In the 2009/2010 school year there were a total of 615 students in the Villeneuve school district. In the Vaud cantonal school system, two years of non-obligatory pre-school are provided by the political districts. During the school year, the political district provided pre-school care for a total of 205 children of which 96 children (46.8%) received subsidized pre-school care. The canton's primary school program requires students to attend for four years. There were 328 students in the municipal primary school program. The obligatory lower secondary school program lasts for six years and there were 269 students in those schools. There were also 18 students who were home schooled or attended another non-traditional school.

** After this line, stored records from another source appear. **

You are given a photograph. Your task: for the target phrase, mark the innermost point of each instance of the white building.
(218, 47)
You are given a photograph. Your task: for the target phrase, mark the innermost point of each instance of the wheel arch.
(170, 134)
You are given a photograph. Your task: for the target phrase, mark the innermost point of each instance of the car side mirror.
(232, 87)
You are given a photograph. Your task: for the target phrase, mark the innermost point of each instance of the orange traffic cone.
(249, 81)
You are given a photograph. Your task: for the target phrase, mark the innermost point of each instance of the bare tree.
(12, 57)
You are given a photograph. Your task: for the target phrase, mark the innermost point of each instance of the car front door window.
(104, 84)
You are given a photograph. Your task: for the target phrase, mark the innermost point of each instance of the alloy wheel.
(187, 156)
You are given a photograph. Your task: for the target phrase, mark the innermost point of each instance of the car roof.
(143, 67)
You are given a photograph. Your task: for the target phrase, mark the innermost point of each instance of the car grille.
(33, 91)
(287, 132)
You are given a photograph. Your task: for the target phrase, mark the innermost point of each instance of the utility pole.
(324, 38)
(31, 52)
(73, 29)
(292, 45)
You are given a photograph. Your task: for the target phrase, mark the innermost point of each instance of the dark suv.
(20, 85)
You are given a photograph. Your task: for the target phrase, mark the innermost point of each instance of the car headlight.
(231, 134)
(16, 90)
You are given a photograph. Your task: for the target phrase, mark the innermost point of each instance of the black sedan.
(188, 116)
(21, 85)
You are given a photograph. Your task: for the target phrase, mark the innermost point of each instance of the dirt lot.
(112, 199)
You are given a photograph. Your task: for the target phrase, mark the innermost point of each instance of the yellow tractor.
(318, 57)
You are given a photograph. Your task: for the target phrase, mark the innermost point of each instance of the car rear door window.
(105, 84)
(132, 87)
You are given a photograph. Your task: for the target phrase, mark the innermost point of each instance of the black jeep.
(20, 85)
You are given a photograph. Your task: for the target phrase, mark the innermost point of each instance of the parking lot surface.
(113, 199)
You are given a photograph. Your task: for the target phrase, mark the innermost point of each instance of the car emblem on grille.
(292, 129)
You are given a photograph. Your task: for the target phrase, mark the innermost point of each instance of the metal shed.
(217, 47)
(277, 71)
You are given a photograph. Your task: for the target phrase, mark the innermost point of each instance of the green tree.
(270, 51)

As of 2000, there were 101 students in Villeneuve who came from another municipality, while 237 residents attended schools outside the municipality.

==Transportation==
The municipality has a railway station, , on the Simplon line. It has regular service to , , and .

==Notable residents==

- Romain Rolland (1866–1944) a French dramatist, novelist, essayist, art historian and mystic who was awarded the Nobel Prize for Literature in 1915; lived in Villeneuve between the Wars, where he met Mahatma Gandhi
- Oskar Kokoschka (1886–1980) an Austrian artist, poet and playwright best known for his intense expressionistic portraits and landscapes; settled in Switzerland after WW2
- Henry James, his sister Alice James and their Aunt Kate, in the summer of 1872, arrived at the Hotel Byron looking forward to several weeks of Swiss tranquillity. The stay however was cut short by a period of torrid weather.